O que eu sei? Tenho noção de que conheço alguma coisa do mundo e posso contar sobre isso, mas o que realmente importa às pessoas? Entre minhas conversas com a psicóloga Flávia Passalacqua me soava estranho ouvi-la comentar que não tinha nada de interessante para dizer à humanidade além do que já fazia em seu consultório. O estranhamento era a suposta incongruência de uma mulher de idade com uma missão filantrópica árdua de ouvir pessoas em situação de vulnerabilidade emocional não achar que teria uma contribuição a dar com suas palavras. Se ela não tinha o que dizer, quem teria? Por muito tempo isso fica retornando à minha cabeça não como algo negativo, mas como um pensamento a ser considerado. Dizer algo exige muita certeza e condição de provar um ponto, exige muita energia e disposição para se manter exposto aos outros que também têm o que dizer.

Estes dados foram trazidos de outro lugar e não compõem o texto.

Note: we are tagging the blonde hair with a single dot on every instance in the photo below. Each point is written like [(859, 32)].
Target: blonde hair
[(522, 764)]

Desde a virtualização das redes sociais grupos humanos constituem importância vital em coisas simples, tornando acontecimento aquilo que entendíamos como corriqueiro, cotidiano. Agora, comer é um acontecimento, caminhar é um acontecimento, encontrar a família, visitar amigos. Tudo é um acontecimento nos espaços virtuais daqueles que têm muito a dizer. O final do século XX criou uma nova leva de filósofos comunicadores que sempre têm muito a explicar e a ensinar da vida. Eles substituíram os padres e esotéricos, estes febres no final dos anos 1990. Agora, na segunda década do século XXI, até os cientistas entraram nas redes para comentar e divulgar seu conhecimento sobre tudo. Quer dizer, tem muita gente tendo o que dizer e eu cada vez mais fico com a impressão de que não há nada a mais para ser dito.

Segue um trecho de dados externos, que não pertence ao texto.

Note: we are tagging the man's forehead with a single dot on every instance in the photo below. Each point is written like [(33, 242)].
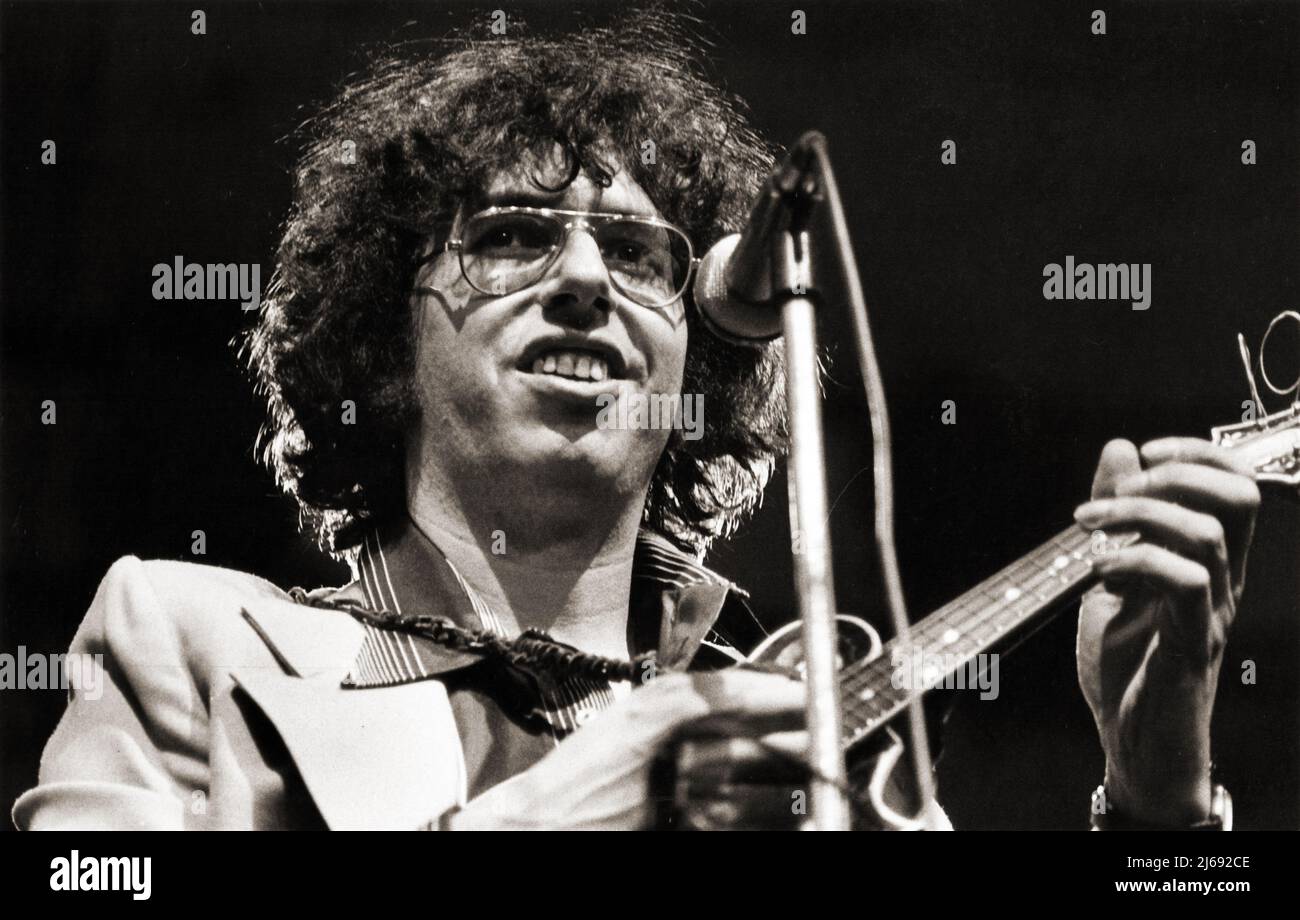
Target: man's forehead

Ser cronista exige uma resposta. Preciso dizer algo. Mas aí também habita uma demanda filosófica: preciso mesmo? Por que dizer algo é dizer qualquer coisa, mas, no geral, também está atrelado ao fato de tecer opinião específica sobre fenômenos em curso, comumente criticando, negando ou apoiando. Mas o cronista é condutor de um gênero livre que nem é literatura, decerto, nem tampouco jornalismo. Não é colunismo social, definitivamente; é, talvez uma conversa de calçada numa cidade do interior do Nordeste onde nada acontece a não ser durante encontros, muitas vezes fortuitos, de velhos conhecidos, não necessariamente amigos ou parentes. Ali, numa calçada, sob um poste de luz amarela, se conversa sobre tudo, com opiniões diversas sobre qualquer assunto e sem a obrigação de comprovação teórica, embora as certezas sejam, sem dúvida, a grande valia dessa interação, por vezes, acaloradas.

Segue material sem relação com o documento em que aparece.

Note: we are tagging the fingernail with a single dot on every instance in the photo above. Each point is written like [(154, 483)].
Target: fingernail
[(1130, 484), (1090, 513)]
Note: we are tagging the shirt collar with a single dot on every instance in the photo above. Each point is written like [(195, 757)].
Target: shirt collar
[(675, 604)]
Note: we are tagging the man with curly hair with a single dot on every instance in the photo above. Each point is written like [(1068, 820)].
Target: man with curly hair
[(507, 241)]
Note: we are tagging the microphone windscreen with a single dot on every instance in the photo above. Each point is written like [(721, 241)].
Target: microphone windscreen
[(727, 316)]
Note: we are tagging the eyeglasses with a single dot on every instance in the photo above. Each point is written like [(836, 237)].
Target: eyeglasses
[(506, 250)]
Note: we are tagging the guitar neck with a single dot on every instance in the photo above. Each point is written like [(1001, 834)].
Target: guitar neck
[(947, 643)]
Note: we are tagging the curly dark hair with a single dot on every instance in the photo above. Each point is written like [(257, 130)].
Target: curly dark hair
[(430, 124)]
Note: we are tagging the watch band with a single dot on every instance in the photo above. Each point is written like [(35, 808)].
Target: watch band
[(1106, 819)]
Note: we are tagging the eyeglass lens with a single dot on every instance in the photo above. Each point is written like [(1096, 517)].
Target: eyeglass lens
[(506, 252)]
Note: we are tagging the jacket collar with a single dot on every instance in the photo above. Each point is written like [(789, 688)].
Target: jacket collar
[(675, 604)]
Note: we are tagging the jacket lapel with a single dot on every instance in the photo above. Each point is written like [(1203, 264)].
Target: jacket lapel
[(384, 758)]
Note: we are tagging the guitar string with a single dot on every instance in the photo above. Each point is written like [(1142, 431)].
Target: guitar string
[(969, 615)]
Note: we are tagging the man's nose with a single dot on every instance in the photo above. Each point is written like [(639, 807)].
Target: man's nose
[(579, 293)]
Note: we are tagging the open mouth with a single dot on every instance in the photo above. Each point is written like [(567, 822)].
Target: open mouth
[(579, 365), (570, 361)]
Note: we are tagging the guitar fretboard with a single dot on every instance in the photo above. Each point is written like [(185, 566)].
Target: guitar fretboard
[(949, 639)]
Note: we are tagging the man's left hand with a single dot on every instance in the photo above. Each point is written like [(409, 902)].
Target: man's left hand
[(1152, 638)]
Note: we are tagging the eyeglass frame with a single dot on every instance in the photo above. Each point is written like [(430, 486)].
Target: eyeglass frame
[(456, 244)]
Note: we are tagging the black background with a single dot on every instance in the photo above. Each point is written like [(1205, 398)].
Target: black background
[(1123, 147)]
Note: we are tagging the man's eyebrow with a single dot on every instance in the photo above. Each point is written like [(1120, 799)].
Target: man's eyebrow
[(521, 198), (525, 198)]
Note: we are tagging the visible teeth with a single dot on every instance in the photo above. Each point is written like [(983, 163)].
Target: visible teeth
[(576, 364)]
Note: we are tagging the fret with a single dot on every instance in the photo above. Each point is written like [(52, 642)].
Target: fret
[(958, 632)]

O cantor popular cunhou em nossas cabeças a maldita frase: “quem fala pouco saca tudo”, uma máxima antiga atrelada a muitos pensadores do passado. Acusam Sócrates de ter dito que “quanto mais você sabe, mais você percebe que nada sabe”. Jean-Jacques Rousseau disse que “a pessoa que sabe muito, sabe que ainda há muito mais a saber” e o genial Millôr Fernandes que “quem sabe tudo, é porque anda muito mal informado”.

Para não ser injusto com os novos filósofos de YouTube, Mario Sergio Cortella lembra que “o conhecimento não é algo que nasce conosco, nem é algo que absorvemos isoladamente e nem é algo disponível se tivermos a cabeça fechada, ignorando a ‘bagagem’ de outras pessoas”. Como de fato, e é por isso que Edgar Morin, acertadamente, explica não ser possível viver fora do conhecimento após acessá-lo, no entanto, elabora que “o conhecimento para ser pertinente necessita de relações, ligações e religações às suas partes e àquilo que envolve e entrecruza a informação”. Ou seja, é necessário bagagem, leitura, vivência e muita parcimônia antes para se tecer uma opinião, sobretudo se esta for pública.

Mas se expressar é um direito constitucional – reservado às limitações da lei. Então, dizer todo mundo pode dizer e como tem muita gente dizendo muito e com certeza de tudo, nesta crônica eu decidi que nada tenho a dizer.